Denpasar, WartaGlobalBali.Id – Panitia Khusus (Pansus) Tata Ruang, Aset, dan Perizinan (TRAP) DPRD Provinsi Bali mengungkap fakta mencengangkan: sebanyak 106 sertifikat hak milik (SHM) dan hak guna bangunan (HGB) diterbitkan di dalam kawasan Taman Hutan Raya (Tahura) Ngurah Rai, Bali Selatan. Padahal, kawasan konservasi tersebut seharusnya steril dari segala bentuk kepemilikan pribadi maupun badan usaha.
Temuan ini mencuat dalam rapat kerja DPRD Bali dengan Kantor Wilayah Badan Pertanahan Nasional (BPN) Bali dan stakeholder terkait pada Selasa (23/9). Ketua Pansus TRAP, I Made Supartha, menegaskan bahwa penerbitan sertifikat di kawasan konservasi ini bukan hanya pelanggaran hukum berat, tetapi juga bentuk pengingkaran terhadap kelestarian lingkungan Bali.
"Ini jelas pelanggaran serius. Tahura adalah kawasan konservasi. Jika alih fungsi dibiarkan, dampaknya akan fatal: aliran air terganggu, banjir semakin parah, dan Bali bisa kehilangan sabuk hijau terakhirnya," tegas Supartha.
Menanggapi temuan tersebut, Pansus mendesak dua hal mendesak: Pertama, pembatalan seluruh sertifikat yang terbit di dalam kawasan Tahura. Kedua, dilakukannya audit menyeluruh terhadap proses penerbitan sertifikat-sertifikat tersebut untuk mengungkap adanya indikasi maladministrasi atau penyalahgunaan kewenangan.
Di sisi lain, Kepala Kanwil BPN Bali, I Made Daging, tidak menampik adanya penerbitan sertifikat di lokasi yang disengketakan. Namun, ia memberikan sejumlah dalih. Menurutnya, sebagian area Tahura dalam rencana tata ruang justru tercatat sebagai kawasan industri. Daging juga menyalahkan ketidakjelasan batas kawasan hutan, ketidakakuratan peta dasar, dan pergeseran patok batas sebagai penyebabnya.
“Kalau memang nanti terbukti masuk kawasan hutan, sertifikat akan dibatalkan. Namun, harus ada koordinasi terlebih dahulu dengan Kementerian Kehutanan,” ujar Daging.

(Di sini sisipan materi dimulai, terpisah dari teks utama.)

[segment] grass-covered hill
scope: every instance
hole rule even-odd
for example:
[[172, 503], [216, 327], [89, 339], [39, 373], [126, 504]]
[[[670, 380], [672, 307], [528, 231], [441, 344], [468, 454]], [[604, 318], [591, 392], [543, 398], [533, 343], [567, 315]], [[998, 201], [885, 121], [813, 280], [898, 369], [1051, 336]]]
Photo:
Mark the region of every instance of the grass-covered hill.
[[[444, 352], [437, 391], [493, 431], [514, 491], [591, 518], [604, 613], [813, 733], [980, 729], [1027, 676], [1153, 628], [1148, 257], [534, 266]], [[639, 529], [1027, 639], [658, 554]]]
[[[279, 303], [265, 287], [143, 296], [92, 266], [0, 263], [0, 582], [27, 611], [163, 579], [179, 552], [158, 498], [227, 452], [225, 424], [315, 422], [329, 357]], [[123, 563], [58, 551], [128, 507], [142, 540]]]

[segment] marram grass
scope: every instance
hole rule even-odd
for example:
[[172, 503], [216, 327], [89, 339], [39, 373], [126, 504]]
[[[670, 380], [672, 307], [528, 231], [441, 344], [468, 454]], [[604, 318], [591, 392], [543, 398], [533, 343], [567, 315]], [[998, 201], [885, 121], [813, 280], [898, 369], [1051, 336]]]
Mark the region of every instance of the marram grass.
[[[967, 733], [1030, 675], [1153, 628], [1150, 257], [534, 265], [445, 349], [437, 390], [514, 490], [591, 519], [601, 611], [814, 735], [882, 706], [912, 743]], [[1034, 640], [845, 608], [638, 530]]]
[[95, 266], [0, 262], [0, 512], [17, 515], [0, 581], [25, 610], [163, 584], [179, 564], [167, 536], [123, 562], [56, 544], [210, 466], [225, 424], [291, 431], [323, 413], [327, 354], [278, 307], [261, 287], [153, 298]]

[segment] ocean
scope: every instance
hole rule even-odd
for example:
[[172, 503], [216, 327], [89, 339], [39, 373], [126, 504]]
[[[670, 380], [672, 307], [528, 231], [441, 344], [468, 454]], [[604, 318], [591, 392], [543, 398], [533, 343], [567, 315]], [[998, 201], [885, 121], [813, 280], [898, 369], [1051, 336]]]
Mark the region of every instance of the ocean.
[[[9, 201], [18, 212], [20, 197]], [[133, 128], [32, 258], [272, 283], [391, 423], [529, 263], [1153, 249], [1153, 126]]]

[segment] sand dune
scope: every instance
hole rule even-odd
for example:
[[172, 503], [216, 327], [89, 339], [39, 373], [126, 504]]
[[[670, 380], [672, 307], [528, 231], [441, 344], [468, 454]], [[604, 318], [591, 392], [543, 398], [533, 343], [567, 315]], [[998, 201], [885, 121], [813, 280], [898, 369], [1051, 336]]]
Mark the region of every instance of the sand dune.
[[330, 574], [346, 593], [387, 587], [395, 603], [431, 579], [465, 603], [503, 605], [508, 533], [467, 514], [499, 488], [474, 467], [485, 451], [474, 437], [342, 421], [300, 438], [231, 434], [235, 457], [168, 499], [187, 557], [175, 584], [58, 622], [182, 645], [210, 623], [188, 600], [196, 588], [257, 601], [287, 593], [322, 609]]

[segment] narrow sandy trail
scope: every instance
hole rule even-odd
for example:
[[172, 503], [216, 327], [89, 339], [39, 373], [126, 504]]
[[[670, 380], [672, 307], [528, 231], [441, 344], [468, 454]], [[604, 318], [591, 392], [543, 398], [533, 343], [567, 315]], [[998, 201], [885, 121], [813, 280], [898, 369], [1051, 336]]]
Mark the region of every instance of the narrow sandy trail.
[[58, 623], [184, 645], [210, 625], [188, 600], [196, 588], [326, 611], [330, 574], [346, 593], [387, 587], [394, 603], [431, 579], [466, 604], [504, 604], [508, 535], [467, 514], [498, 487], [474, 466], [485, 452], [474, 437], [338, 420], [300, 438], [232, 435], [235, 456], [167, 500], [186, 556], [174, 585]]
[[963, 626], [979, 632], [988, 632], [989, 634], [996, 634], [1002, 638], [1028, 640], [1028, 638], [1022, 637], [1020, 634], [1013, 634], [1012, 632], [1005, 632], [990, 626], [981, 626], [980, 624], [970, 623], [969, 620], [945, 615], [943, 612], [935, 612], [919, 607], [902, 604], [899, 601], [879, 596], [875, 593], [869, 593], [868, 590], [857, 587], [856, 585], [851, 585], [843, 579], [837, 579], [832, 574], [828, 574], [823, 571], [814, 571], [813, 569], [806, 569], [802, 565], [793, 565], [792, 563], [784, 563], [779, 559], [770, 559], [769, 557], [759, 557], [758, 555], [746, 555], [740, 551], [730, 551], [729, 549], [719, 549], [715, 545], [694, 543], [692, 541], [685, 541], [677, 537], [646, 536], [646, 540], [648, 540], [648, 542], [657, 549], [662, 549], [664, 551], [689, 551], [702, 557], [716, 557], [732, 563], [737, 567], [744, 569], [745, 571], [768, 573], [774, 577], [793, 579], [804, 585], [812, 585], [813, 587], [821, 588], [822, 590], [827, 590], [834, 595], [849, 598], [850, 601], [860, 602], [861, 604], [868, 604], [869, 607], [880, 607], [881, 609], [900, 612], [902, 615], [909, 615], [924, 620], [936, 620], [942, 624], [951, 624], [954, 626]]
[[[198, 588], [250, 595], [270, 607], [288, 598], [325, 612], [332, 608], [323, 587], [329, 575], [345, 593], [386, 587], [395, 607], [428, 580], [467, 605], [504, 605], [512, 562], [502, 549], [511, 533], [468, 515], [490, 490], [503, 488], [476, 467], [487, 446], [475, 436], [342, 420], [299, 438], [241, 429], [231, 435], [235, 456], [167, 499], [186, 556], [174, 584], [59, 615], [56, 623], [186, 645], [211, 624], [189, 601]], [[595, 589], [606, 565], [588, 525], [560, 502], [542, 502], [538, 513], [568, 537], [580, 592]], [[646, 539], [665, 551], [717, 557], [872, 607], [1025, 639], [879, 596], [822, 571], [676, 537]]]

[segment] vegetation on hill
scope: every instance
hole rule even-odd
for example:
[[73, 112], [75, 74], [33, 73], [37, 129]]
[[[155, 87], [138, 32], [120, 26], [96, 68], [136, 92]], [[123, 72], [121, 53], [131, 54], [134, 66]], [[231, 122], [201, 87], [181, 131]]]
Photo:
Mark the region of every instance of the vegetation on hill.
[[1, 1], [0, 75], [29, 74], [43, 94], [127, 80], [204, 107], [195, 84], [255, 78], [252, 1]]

Pernyataan pejabat BPN ini justru memantik tanda tanya anggota Pansus. Mereka mempertanyakan bagaimana mungkin sebuah lembaga otoritatif seperti BPN, yang tugas utamanya memberikan kepastian hukum atas tanah, bisa menerbitkan lebih dari seratus sertifikat tanpa terlebih dahulu memastikan status legal dan ekologis kawasan.
Kasus sertifikat di Tahura Ngurah Rai ini bukanlah cerita baru. Investigasi Pansus di lapangan menunjukkan bahwa alih fungsi kawasan konservasi telah berlangsung lama. Hutan mangrove di sekitar Tahura banyak yang telah berubah menjadi lokasi usaha, bahkan terdapat bangunan-bangunan permanen. Polanya diduga serupa: lahan konservasi ‘dialihstatuskan’ melalui skema tertentu, lalu fungsinya bergeser menjadi kawasan ekonomi. Dugaan kuatnya, sertifikat bisa terbit dengan cepat tanpa melalui proses yang panjang dan berbelit di BPN.
“Ada atau tidaknya permainan dalam penerbitan sertifikat ini harus dibuka terang-benderang. Jika dibiarkan, kita sedang mewariskan bom waktu ekologis bagi generasi mendatang Bali,” tegas Supartha.
Kasus ini kembali menyoroti masalah klasik di Bali: tata ruang yang tertata indah di atas kertas, tetapi implementasinya lemah di lapangan. Meski peraturan perundangan menegaskan Tahura sebagai kawasan konservasi, realitanya justru berkata lain.
DPRD Bali menilai, lemahnya pengawasan dan sikap permisif aparat membuka ruang bagi praktik-praktik mafia tanah. Pansus TRAP menegaskan komitmennya untuk terus mendesak BPN dan pemerintah daerah agar segera menindaklanjuti temuan ini. Jika ratusan sertifikat ilegal itu tidak segera dibatalkan, dikhawatirkan akan menjadi pintu masuk perusakan ekosistem mangrove dan kerusakan lingkungan yang lebih luas di Pulau Dewata.
“Bali tidak boleh menjadi ladang subur bagi permainan sertifikat yang mengorbankan kelestarian lingkungan,” pungkas Supartha.